[Spambayes] Proposing to remove 4 combining schemes

Sean True seant@iname.com
Thu Oct 17 21:02:57 2002

> [Sean True]
> > I hate to try to speak for Joe User (like speaking for the "common man",
> > always a red flag), but I _am_ just a user of these scoring schemes.
> > I have several hundred messages (commercial email) tucked away in a
> > folder that score in the non-chi scheme in the range .4 to .6. That
> > score appears to reflect my own real uncertainty about the value of
> > Motley Fool newsletters.   No snickering, please. A system like chi-
> > looks like a very good choice for black and white, upstream discards
> > offers to increase body part size.
> Try rescoring your msgs using chi-combining before simply
> guessing that it's
> inappropriate for you.  You don't have to retrain your database, you just
> have to change the spamprob() used for scoring.
> In my email so far, chi-combining is correctly and extremely certain that
> most of my commerical ham is in fact ham.  The worst it does is on the one
> HTML newsletter I have from Strong Investments so far, of which
> there are no
> examples in my training data.  It gets a score of about 0.6, very
> solidly in
> its "middle ground".

I changed to chi-scoring. That was easy.
I rescored the /News filter, which is not used for any training whatsover.
The spread of scores is now 0 to .99, as advertised. The scores for the
financial newsletters are now much higher, which does not meet my
qualitative assessment. If I'm not sure it's spam, I'd prefer a score
that matched that.

All in all, for exposed scoring, I still prefer the old scores,
but not enough to keep complaining about.
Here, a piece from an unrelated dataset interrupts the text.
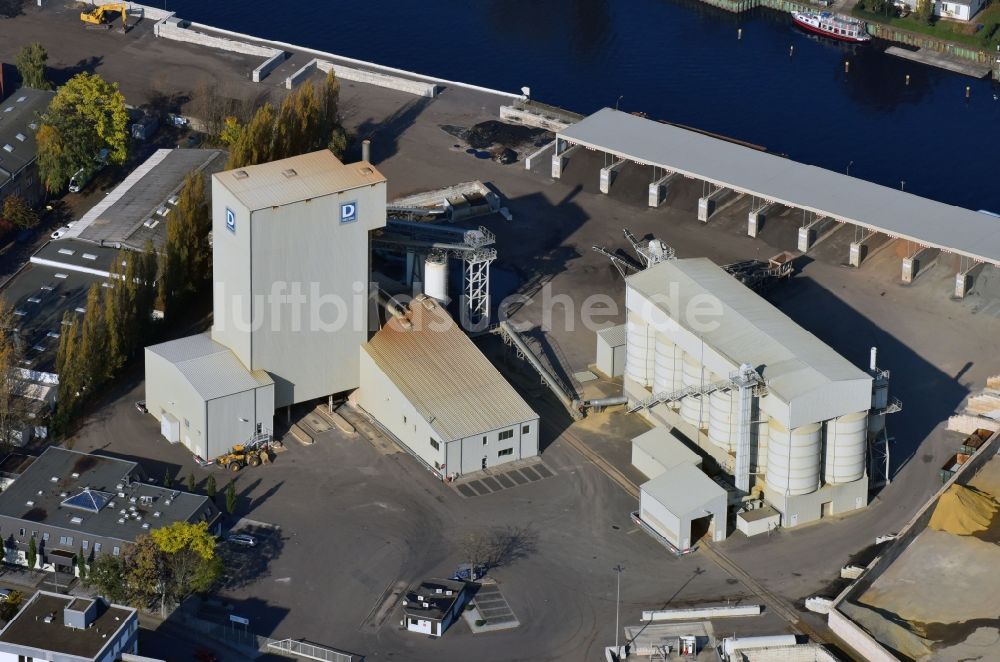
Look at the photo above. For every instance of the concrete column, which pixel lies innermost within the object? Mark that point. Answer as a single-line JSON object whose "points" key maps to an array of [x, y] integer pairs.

And since getting whacked
by Tim for lack of intellectual rigor and laziness is familiar, rousing,
but not all that much fun <grin>, I think I'll go back to doing systems
engineering and just _use_ the results.

> A UI that makes most sense under a middle-ground scheme would shuffle "I'm
> pretty sure it's spam" into a Spam folder, and the ones it knows it's
> confused about into an Unsure folder.  The rest ("I'm pretty sure
> it's ham")
> would be left in your inbox.  We can't really do that with the default
> combining scheme because about half your email would end up in the Unsure
> folder -- the separation it makes between populations is too fuzzy.
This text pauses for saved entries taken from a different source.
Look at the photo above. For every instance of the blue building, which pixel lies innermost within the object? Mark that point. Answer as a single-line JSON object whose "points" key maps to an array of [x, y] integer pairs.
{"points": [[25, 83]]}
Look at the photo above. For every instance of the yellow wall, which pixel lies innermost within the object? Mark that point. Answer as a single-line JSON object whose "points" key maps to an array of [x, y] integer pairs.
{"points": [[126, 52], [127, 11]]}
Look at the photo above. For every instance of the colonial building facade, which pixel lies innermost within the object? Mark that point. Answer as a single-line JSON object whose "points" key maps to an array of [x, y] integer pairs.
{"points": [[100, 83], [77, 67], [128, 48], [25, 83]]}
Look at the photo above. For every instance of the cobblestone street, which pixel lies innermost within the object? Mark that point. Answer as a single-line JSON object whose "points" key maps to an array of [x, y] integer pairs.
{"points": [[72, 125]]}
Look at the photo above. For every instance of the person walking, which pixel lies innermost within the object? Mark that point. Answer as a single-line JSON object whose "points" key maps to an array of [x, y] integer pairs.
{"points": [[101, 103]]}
Depends on whether one wants the machine making the decision, or wants
help making the decision oneself. The ability to label a message, and
then sort using the label is really handy if you spend your time
classifying mail.

>(yet), because there are *many* customers here, and the union of what they
> want can't be had with a single scheme.  Bat a fan of a particular scheme
> gets a lot more credibility after they've tried the alternatives and given
> them thought based on actual experience.

Whack, whack, whack. <vlg>

Always a pleasure, Mr. Peters.

I'm off to rescore all the mail in my Outlook folders, which takes about an
hour on an
Athlon 2000 XP.

-- Sean